Es gibt jedoch einige, die nicht gut auf die Droge reagieren, und als Ergebnis sind die Forscher auf der Suche nach dem Grund.

Eine neue Studie, veröffentlicht in JAMA Psychiatrie, um die Idee zu beantworten, warum einige Patienten mit bipolarer Störung keine Besserung zeigen, während sie auf Lithium sind.

Es wird geschätzt, dass 30 Prozent der Patienten nur teilweise Verbesserung zeigen, während mehr als ein Viertel keine Verbesserung zeigt.

Die Studie, geleitet von Bernhard Baune, einem australischen Forscher und Professor an der Universität von Adelaide, analysierte die genetischen Daten von 2,586 Patienten, bei denen eine bipolare Störung diagnostiziert wurde - 1,478 Frauen und 1,108 Männer - die Lithium als Behandlung erhielten.

Das Ziel, nach den Forschern, war einfach: "Um zu testen, ob eine polygene Score für SCZ ist mit der Reaktion der Behandlung von Lithium in BPAD verbunden."

Forscher fanden heraus, dass Patienten mit bipolarer Störung, die eine niedrige polygene Belastung für Schizophrenie hatten, mehr Verbesserung bei der Einnahme von Lithium sahen.

Diejenigen mit einer hohen polygenen Belastung für Schizophrenie sahen jedoch weniger therapeutische Effekte mit dem Stimmungsstabilisator. Die Ergebnisse bedeuten nicht, dass der Patient zusätzlich zur bipolaren Störung auch Schizophrenie hat.

Darüber hinaus wurden neue mit dem Immunsystem assoziierte Gene gefunden, die eine biologische Rolle in den zugrunde liegenden Wegen von Lithium und seinen Effekten als Behandlung spielen.

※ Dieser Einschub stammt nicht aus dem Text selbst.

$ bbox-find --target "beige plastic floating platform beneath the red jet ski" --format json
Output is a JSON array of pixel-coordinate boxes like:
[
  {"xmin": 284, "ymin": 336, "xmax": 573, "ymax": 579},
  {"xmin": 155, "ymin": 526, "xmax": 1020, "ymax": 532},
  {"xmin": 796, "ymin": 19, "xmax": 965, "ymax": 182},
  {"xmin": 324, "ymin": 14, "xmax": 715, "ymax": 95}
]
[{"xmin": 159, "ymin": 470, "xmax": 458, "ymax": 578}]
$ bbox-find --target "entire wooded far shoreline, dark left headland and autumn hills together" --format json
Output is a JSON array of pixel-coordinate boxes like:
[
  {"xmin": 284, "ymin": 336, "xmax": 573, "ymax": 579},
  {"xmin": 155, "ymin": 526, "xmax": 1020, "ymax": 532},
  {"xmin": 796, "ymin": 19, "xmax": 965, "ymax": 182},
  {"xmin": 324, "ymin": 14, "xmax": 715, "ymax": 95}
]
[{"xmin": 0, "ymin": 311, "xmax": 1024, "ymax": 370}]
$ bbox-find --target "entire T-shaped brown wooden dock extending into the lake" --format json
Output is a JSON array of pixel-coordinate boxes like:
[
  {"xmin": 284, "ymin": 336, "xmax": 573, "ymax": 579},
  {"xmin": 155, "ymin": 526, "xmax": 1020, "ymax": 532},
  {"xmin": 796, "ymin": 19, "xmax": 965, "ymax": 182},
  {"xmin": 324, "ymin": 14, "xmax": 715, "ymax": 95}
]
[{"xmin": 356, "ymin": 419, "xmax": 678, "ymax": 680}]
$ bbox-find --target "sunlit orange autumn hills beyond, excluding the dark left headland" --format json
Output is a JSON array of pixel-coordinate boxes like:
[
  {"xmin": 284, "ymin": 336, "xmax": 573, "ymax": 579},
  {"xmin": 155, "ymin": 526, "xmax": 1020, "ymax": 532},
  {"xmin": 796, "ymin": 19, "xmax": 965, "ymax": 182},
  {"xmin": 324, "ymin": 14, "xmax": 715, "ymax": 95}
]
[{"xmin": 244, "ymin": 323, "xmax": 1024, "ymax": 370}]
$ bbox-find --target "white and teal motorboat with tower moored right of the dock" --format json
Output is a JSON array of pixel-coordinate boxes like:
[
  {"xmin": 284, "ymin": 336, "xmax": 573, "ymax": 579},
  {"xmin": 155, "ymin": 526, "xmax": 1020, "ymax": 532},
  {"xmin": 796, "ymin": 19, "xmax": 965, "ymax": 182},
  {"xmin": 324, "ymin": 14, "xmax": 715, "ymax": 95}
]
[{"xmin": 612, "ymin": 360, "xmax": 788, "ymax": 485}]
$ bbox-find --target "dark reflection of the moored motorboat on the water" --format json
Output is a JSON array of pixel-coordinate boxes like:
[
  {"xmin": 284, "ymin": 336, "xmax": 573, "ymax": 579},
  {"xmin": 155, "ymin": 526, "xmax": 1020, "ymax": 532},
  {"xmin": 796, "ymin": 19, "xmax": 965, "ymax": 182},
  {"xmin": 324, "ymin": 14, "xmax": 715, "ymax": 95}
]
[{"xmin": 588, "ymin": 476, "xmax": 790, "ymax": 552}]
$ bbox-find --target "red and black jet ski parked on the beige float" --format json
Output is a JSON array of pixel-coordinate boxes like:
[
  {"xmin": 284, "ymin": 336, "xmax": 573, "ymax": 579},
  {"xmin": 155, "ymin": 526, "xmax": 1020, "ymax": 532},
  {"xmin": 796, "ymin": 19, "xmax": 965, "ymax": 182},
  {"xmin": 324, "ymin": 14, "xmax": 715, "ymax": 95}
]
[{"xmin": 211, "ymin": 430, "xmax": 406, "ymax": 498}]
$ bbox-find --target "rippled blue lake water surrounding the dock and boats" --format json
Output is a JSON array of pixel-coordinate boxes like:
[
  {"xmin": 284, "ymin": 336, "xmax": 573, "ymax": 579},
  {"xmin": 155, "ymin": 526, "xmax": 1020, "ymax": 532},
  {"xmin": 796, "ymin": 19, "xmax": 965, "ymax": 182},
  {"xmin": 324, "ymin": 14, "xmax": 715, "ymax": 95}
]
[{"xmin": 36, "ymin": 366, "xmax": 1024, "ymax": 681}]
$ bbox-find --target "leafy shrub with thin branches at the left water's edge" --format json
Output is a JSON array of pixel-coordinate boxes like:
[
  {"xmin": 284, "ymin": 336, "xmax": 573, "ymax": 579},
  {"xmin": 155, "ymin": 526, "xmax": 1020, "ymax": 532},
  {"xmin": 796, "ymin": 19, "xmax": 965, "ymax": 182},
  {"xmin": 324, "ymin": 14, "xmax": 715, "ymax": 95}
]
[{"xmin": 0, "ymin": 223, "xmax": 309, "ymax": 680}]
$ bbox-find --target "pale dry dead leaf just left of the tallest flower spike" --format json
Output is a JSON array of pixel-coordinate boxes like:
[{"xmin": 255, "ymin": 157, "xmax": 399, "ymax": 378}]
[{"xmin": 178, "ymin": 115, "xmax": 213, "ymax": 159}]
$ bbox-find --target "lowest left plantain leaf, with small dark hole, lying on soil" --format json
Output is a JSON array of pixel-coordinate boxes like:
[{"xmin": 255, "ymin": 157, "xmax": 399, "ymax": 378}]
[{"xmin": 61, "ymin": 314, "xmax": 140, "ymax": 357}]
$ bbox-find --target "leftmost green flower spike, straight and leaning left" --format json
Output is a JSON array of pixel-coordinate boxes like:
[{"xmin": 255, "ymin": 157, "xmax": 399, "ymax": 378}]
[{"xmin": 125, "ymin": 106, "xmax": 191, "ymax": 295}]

Das Ergebnis der Studie könnte bald ändern, wie Lithium persönlich verschrieben wird, und könnte auch mehr Forschung auslösen.

"Diese Ergebnisse stellen einen bedeutenden Fortschritt für die translationale Psychiatrie dar", schloss Professor Baune.

Werbung

© 2018 Mental Täglich. Alle Rechte vorbehalten.
Unser Inhalt dient nur zu Informationszwecken und sollte nicht als medizinische oder Behandlungsempfehlung verwendet werden.